= John Balmanno =

John Balmanno FRCSPG (c.1770-1840) was an 18th/19th century Scottish surgeon of high-standing in the city of Glasgow. He served two terms as President of the Faculty of Physicians and Surgeons in Glasgow.

==Life==

Balmanno was born in Glasgow. His father died when he was young and he was supported by his mother who (unusually for the age) was an apothecary on the Trongate. He studied medicine at the University of Edinburgh, possibly under the patronage of John Anderson, founder of Anderson's College, Glasgow, who took anC interest in his life. Balmanno took over the running of the Glasgow apothecary shop around 1790. When Anderson died in 1796 his will, setting up the Anderson College, stated that he wished "Mr Balmanno, druggist, to be Professor of Materia Medica" at the College, however this did not come about.

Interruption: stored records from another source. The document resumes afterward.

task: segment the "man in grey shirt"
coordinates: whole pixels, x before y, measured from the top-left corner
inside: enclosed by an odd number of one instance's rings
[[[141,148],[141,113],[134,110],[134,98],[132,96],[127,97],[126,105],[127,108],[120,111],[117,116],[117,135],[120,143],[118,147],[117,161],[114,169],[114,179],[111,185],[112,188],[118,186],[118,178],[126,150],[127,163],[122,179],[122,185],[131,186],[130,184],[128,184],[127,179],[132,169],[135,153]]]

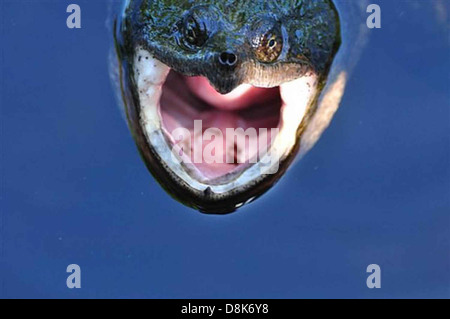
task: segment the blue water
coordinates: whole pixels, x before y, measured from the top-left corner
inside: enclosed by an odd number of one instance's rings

In 1798 the University of Edinburgh awarded him his doctorate (MD). In 1801 he became a member of the Faculty of Physicians and Surgeons in Glasgow and rose to be its president in a single year.

From 1801 he was a physician at Glasgow Royal Infirmary. He is said to have performed admirable work during the Glasgow typhus outbreak of 1818/9 and he was presented with three silver salvers for this action.

In 1818 he became Physician to the Royal Asylum for Lunatics at Gartnavel in place of Dr Robert Cleghorn. In his role in the asylum he invented Balmanno's Syringe a device to replace force feeding for those on hunger strike. More controversially he used a "whirling chair" which disorientated patients.

He lived his final years at 37 St Vincent Place in central Glasgow.

He died in Glasgow in 1840.

==Publications==

- Asylum Anecdotes

==Artistic recognition==

He was portrayed by Thomas Lewis. The portrait is held at Gartnavel Hospital.